Fleischmann argued that a particular need is for Congress to adopt a transportation budget. The nation's roads and bridges need repairs, he said, and the funds also create jobs. But lawmakers have been unable to agree on a source of funding for transportation expenses.

The Third District congressman also discussed the GOP presidential race, where he is the Tennessee state chairman for the campaign of former Mississippi Gov. Mike Huckabee. While Huckabee has not been doing well in national polls, with recent surveys showing his support among GOP voters in the 3-4 percent range, Fleischmann said he believes Huckabee will do well in Iowa, where he won the caucuses in 2008. And he believes Tennessee, which holds its primary March 1 along with 11 other states (including Georgia and Alabama), will be important in deciding the GOP nominee.

Fleischmann seemed cautiously optimistic that this fall he will avoid the bruising primary battles that characterized his first three election contests. He reported recently that he has raised almost $800,000 in cash for his campaign, and thus far, no challenger has announced.

While he emphasized that it is not his decision to make, he said he doesn't believe state lawmakers should take away some of the financial incentives offered to Volkswagen to build its auto assembly plant in Chattanooga, despite the German company's recent admission that it had rigged emission test results to avoid pollution rules. "I think Volkswagen needs to get its house in order," he said, "but we need to realize that when we made the investment and got Volkswagen here, thousands of East Tennesseans put their livelihood on the line I want to be sure they have these jobs long term."

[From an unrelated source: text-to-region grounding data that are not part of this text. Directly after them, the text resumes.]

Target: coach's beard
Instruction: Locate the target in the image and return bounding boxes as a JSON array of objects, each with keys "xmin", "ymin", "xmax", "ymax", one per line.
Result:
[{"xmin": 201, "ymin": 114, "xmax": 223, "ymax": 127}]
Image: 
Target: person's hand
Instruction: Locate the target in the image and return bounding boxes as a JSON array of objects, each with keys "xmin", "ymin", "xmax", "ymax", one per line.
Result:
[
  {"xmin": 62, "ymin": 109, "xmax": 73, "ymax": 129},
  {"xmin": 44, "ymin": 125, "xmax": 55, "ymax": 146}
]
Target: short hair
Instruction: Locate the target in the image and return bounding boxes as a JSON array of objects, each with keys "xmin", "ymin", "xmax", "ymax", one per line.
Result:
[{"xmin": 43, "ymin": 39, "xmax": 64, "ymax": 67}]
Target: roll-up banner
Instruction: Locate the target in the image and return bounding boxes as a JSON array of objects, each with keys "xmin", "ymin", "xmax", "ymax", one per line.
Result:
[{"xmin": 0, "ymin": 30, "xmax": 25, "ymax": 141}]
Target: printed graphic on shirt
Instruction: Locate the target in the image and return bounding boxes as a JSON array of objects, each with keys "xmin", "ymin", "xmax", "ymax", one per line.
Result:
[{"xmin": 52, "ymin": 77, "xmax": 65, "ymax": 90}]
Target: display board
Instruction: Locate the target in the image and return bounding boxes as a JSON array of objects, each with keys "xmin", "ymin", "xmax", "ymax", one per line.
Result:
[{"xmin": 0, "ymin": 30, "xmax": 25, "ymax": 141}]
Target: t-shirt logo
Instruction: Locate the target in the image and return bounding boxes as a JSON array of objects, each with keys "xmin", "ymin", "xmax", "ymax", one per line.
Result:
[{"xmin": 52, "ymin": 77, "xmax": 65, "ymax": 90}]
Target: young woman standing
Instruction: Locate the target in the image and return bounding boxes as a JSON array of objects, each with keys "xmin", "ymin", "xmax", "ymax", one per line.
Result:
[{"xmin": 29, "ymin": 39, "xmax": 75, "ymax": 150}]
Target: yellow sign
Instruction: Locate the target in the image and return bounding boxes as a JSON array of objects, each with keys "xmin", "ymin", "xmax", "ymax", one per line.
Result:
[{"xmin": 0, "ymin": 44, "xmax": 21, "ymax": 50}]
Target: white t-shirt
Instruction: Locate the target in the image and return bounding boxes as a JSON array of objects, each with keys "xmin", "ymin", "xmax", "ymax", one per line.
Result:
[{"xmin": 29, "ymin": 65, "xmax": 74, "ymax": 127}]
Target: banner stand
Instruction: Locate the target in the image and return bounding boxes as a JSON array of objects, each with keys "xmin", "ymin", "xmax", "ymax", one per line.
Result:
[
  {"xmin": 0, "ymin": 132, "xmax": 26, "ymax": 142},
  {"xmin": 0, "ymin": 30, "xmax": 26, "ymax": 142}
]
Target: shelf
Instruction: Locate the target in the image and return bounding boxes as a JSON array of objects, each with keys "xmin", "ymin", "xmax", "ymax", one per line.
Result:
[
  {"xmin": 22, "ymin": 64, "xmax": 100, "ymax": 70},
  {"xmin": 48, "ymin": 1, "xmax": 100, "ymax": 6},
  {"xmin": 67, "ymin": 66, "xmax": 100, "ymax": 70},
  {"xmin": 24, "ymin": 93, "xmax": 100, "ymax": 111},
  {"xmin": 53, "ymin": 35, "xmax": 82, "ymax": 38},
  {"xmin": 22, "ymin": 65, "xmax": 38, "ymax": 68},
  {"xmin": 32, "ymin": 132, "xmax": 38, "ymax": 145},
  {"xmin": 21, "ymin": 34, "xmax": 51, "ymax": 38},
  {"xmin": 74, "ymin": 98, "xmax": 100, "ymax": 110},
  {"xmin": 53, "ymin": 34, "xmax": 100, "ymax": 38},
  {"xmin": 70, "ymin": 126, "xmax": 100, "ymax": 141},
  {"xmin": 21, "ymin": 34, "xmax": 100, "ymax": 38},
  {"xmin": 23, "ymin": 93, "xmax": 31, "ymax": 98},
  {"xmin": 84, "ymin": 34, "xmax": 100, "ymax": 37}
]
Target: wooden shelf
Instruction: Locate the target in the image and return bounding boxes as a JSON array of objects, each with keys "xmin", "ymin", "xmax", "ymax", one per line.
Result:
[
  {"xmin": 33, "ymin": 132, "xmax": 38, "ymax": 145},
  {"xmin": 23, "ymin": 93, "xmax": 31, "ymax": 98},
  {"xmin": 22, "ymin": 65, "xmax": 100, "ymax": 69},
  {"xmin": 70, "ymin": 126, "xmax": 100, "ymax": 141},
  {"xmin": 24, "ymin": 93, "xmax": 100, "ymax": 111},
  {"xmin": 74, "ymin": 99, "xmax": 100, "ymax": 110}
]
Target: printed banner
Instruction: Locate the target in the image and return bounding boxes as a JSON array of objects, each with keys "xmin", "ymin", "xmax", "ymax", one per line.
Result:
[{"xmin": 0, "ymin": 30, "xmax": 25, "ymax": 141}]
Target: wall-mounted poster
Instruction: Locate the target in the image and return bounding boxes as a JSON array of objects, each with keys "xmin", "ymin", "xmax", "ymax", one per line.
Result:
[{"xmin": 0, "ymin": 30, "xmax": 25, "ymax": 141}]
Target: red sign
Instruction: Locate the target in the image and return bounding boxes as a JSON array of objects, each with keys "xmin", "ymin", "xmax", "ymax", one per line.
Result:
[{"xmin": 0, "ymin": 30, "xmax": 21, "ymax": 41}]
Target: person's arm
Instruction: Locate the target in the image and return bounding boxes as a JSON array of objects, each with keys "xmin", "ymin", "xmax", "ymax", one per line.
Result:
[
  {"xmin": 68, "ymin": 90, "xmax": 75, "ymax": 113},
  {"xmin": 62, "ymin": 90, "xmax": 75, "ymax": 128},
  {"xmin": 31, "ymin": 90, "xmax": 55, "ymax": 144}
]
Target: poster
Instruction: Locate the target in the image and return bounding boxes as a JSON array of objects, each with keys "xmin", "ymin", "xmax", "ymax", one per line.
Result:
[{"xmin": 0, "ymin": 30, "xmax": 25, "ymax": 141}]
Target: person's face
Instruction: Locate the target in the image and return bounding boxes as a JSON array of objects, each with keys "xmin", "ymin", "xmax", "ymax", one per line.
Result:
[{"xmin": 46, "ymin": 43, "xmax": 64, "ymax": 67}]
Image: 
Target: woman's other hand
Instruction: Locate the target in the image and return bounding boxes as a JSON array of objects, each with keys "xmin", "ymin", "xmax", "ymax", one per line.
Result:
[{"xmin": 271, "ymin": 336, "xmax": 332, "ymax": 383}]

At the outset of the interview, Fleischmann touted his work promoting increased technical education opportunities for local students, a topic he has focused on this year.

Many U.S. industries are reporting a shortage of skilled labor, he said, but often students are not pursuing degrees in the fields where the jobs are available.

"Young people are not viewing jobs in manufacturing as glamorous or worthwhile," Fleischmann said. "They think the work is demeaning and dirty, when in fact these jobs are paying $50-$60-$70,000 a year."

Andy Sher contributed to this story.